Type 2 diabetes is a chronic disease characterized by the inability to control blood glucose levels. Therapies that prevent degradation of glucagon-like peptide-1 (GLP-1) improve insulin secretion; however, these treatments do not mimic physiological GLP-1 fluctuations and can result in hypoglycemia.
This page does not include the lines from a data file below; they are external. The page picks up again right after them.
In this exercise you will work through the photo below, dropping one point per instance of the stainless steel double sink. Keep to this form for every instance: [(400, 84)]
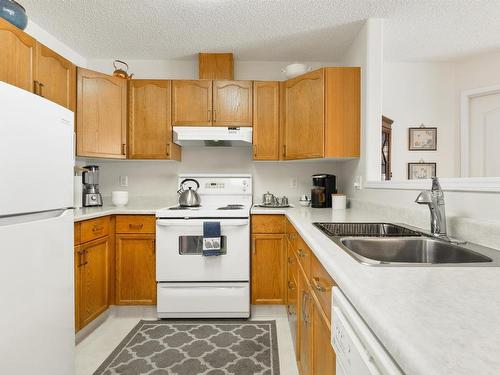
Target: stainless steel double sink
[(388, 244)]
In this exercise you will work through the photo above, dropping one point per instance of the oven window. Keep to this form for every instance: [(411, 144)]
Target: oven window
[(193, 245)]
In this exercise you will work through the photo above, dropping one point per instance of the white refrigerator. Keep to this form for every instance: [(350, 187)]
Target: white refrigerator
[(36, 235)]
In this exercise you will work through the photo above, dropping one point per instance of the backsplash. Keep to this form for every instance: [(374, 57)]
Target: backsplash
[(159, 178)]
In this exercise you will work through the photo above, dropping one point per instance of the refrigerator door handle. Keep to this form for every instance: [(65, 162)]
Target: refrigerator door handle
[(34, 216)]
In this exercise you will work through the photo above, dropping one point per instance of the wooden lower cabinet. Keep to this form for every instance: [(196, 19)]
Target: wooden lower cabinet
[(305, 333), (323, 355), (135, 269), (309, 307), (268, 269), (91, 280)]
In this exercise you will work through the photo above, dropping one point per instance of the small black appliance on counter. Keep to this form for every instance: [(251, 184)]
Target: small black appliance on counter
[(324, 185)]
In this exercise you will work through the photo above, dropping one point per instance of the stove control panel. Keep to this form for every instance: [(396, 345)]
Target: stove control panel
[(222, 184)]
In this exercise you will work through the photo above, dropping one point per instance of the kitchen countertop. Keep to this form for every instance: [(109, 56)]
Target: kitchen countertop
[(135, 206), (432, 320)]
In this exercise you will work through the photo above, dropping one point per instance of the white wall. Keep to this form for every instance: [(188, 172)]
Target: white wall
[(55, 44), (159, 178), (416, 93), (188, 69)]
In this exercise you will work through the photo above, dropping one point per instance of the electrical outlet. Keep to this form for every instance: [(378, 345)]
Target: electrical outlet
[(123, 181)]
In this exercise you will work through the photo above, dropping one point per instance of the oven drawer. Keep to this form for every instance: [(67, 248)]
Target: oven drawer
[(198, 300)]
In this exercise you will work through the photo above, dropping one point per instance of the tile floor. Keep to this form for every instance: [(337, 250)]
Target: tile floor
[(96, 347)]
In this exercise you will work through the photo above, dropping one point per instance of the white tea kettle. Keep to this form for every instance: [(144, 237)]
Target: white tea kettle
[(188, 197)]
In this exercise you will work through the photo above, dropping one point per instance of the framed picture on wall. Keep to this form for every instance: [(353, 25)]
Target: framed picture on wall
[(422, 139), (421, 170)]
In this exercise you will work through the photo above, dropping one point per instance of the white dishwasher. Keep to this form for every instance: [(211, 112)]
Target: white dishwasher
[(357, 349)]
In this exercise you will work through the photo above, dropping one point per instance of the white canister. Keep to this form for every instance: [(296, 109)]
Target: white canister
[(339, 201), (119, 198)]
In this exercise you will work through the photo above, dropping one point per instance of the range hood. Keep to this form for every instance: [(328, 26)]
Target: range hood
[(212, 136)]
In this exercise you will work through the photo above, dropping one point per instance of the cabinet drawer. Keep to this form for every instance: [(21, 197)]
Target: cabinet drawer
[(268, 224), (291, 233), (77, 234), (95, 228), (321, 284), (135, 224), (304, 255)]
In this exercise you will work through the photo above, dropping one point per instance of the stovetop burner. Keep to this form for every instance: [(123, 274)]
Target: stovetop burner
[(232, 207)]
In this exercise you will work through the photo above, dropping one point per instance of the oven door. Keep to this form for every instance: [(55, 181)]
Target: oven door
[(179, 251)]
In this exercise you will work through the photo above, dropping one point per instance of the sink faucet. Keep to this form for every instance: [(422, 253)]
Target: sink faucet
[(434, 198)]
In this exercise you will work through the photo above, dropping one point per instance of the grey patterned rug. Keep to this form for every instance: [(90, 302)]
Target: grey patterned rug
[(211, 347)]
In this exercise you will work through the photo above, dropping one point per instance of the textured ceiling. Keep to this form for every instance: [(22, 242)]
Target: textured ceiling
[(279, 30)]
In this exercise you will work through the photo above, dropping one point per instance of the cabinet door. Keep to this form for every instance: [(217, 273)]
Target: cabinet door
[(149, 124), (135, 269), (304, 116), (305, 326), (78, 285), (192, 103), (266, 120), (17, 56), (101, 115), (268, 269), (323, 357), (232, 103), (56, 77), (95, 268)]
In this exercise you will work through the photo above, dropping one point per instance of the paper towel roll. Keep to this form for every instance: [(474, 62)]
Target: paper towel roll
[(339, 202), (77, 191)]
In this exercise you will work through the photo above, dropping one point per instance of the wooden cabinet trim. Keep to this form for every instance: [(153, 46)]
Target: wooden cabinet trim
[(268, 271), (136, 224), (94, 228), (342, 112), (149, 121), (47, 85), (268, 224), (184, 103), (17, 67), (143, 277), (266, 120), (100, 137), (293, 129), (232, 110)]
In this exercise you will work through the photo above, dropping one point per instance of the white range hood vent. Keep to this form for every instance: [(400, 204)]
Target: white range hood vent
[(212, 136)]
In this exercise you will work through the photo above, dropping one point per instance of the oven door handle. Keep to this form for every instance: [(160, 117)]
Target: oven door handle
[(197, 223)]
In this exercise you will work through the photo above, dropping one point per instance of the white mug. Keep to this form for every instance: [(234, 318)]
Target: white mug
[(119, 198)]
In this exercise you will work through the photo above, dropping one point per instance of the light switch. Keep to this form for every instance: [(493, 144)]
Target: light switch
[(123, 180)]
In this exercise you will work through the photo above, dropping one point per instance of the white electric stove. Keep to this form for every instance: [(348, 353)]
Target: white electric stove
[(190, 285)]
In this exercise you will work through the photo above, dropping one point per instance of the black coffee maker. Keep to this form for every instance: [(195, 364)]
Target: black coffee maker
[(324, 185)]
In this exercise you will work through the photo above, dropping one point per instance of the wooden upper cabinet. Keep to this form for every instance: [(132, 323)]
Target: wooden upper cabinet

Intestinal L cells are a source for secreted GLP-1; therefore, Natalia Peterson and colleagues at the Hubrecht Institute of the Royal Netherlands Academy of Arts and Sciences evaluated the use of a gamma-secretase-Notch inhibitor dibenzazepine (DBZ) to increase incretin-producing L cells as an alternative approach to enhance insulin secretion and improve glucose tolerance. In organoid cultures and mice fed a high fat diet, DBZ treatment increased expression of genes associated with L cell development, augmented intestinal L cell quantities, and led to an increase in secretory goblet cells. Furthermore, DBZ-induced L cell enrichment promoted GLP-1 production, resulting in an improved insulin response and glucose tolerance in a mouse model of type 2 diabetes. Blockade of GLP-1 with a receptor antagonist attenuated the beneficial effects of DBZ treatment. Together, these results suggest that L cell enrichment in the intestinal epithelium may be a beneficial therapeutic approach for controlling type 2 diabetes. The accompanying image of a DBZ-treated murine intestinal organoid culture from Glu-Venous mice shows a dramatic increase in L cells (green).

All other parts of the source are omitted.